Guedes também disse que o país precisa ser protagonista na retomada “verde e digital” da economia mundial. “Fomos a Glasgow (na COP-26) com objetivo de protagonismo. Vamos criar nosso mercado de carbono e criamos a CPR verde. Uma árvore viva vale mais que uma árvore morta, e o agricultor será recompensado por isso”, disse.

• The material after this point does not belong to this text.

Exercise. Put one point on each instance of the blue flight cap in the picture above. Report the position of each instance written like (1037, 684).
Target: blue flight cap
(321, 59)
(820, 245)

Segundo Guedes, o banco digital da Caixa pode valer R$ 100 bilhões se for levado ao mercado. Para ele, se levantados esses recursos, o governo deveria colocá-los em um fundo de erradicação da pobreza.
Cessão onerosa
O ministro da Economia destacou o resultado do leilão da cessão onerosa de petróleo nesta sexta-feira no Rio de Janeiro. “Tivemos 60 leilões este ano, com PPI. Hoje tivemos o segundo capítulo da cessão onerosa. O governo vai receber R$ 300 bilhões com leilão de petróleo pelo direito de empresas investirem mais R$ 200 bilhões nos próximos anos”, afirmou.
Guedes voltou a citar o plano alterar o regime de exploração e petróleo para as concessões diretas. “Estamos saindo de um regime em que Petrobras era monopolista e agora temos regime de consórcios, em partilha. No futuro, iremos para as concessões”, completou.
Renda básica
O ministro da Economia repetiu que, apesar da equipe econômica ter desenhado um aperfeiçoamento dos programas sociais já existentes com um pagamento de R$ 300 dentro do teto, a política venceu o debate na criação do Auxílio Brasil de R$ 400.
“A criação de renda básica familiar é parte de nossas ações e vai prosseguir”, afirmou.
“Quando a pandemia chegou, nós criamos o auxílio emergencial e a democracia veio e melhorou o programa. O programa teve muito sucesso, mas quando íamos retirar e melhorar os programas que já existiam, a política disse ‘não’. Então politicamente (o auxílio) voltou. Não como discutir com um programa bem sucedido”, completou.